Looking back, I see the honesty of my emotions, and the dishonesty in how I dealt with them. I wanted a good life for my brother and felt helpless when I couldn’t make that happen. I still wonder how things might have been different if he got that job. But I couldn’t voice the magnitude of my disappointment, and I didn’t have the experience to cope with the letdown. I lashed out and refused to take responsibility for that choice.
I’m older, maybe wiser, and I can take responsibility now. I don’t need a pill to lessen my pain. I am hurting and I can own that pain. It’s okay to feel sad. I don’t have to be scared of it. But I also have the experience to understand, as much as it hurts, it will lessen.
Taking responsibility is not an easy thing. I started thinking Okay, if you are not going to take pills, you have to do something else to help yourself. You can not just wallow. Great. So what do I do?
I don’t have all the answers. But I did have an experience this week that spoke to me.
I volunteer in my son’s “Discover Room” at his school. It is a place with lots of exhibits and materials are set up. Kids are free to explore as they see fit.
Sometimes special guests offer presentations. This week, a man played the guitar and taught children about sound and vibration. In between classes, I spoke with him. He had such a natural connection with the children, I inquired as to if he was a teacher or gave lessons. He wasn’t. He was a custodian.
After his lesson, a couple of girls asked him if he would play a song. His eyes lit up- a captive audience. He gave an intro about the song he wrote and then began strumming and singing, the words of the song stating “all I want to do is play guitar.”
It might sound a little cheesy, but he was so sincere in his delivery, I couldn’t help but buy in. He loved playing guitar. He wanted to share that joy in whatever capacity he could. We weren’t the first school he visited.
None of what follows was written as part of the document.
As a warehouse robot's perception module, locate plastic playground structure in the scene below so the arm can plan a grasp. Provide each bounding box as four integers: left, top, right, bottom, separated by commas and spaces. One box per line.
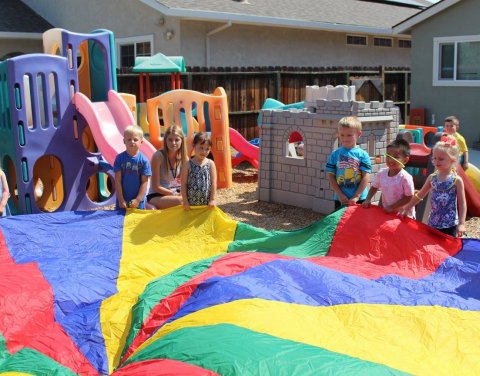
0, 29, 240, 214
He teaches this lesson around the Valley, always leaving a guitar behind for the kids to experiment with.
With Chris’s passing, I had started to question what I was doing with my life. I’m one of those people still trying to figure out what I’m going to be when I grow up. Sometimes, I feel like a failure. No great career, no crazy life. Just a stay at home mom raising two boys. My days are filled with cleaning toilets, buckling car seats, and grocery shopping. Not exactly scintillating stuff.
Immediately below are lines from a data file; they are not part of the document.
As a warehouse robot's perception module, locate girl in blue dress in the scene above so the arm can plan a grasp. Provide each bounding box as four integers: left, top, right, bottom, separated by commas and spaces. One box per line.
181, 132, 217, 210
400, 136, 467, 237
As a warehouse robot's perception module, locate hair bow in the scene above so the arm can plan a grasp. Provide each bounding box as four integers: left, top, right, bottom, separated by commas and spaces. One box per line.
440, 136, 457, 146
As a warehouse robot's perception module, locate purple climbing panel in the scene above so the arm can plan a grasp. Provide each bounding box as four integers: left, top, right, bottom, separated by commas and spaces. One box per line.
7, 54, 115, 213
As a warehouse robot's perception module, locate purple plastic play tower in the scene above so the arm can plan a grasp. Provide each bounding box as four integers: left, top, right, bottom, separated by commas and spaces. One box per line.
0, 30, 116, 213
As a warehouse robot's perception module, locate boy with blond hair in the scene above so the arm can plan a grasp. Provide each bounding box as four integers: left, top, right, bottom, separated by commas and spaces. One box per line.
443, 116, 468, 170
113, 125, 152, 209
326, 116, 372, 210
But we all have gifts. Some of us get paid to share them, and others of us have no such luck. But if we share them, aren’t we richer for the experience?
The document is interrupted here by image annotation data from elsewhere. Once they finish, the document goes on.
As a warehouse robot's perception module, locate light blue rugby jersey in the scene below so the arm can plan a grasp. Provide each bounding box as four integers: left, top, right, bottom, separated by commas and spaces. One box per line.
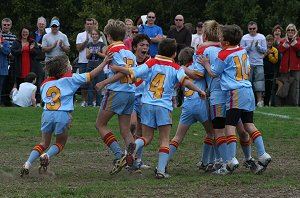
107, 42, 137, 92
211, 46, 252, 91
130, 55, 187, 111
41, 73, 90, 111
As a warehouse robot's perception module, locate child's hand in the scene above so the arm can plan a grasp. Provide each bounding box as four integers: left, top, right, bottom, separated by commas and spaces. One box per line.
198, 90, 206, 100
103, 52, 113, 65
109, 65, 119, 73
95, 81, 105, 92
I don’t have all the answers. I won’t swear off drugs for good. But I do think, if we focus on giving the best of ourselves, whether we are paid or penniless, in the end, at least maybe we’ll have connection and that’s the best form of antidepressant I’ve ever known. It isn’t easy, at least not for me. But it’s real. It matters. It’s the guidance I wish I had when I was in my twenties and given a prescription for Prozac.
Be kind. Give of yourself. Embrace beauty. We don’t know what life holds, but if we have that in the end, we’ve lived well.
Another all over the place rambling from the mind of a crazy woman. In my mind, it makes at least some sense.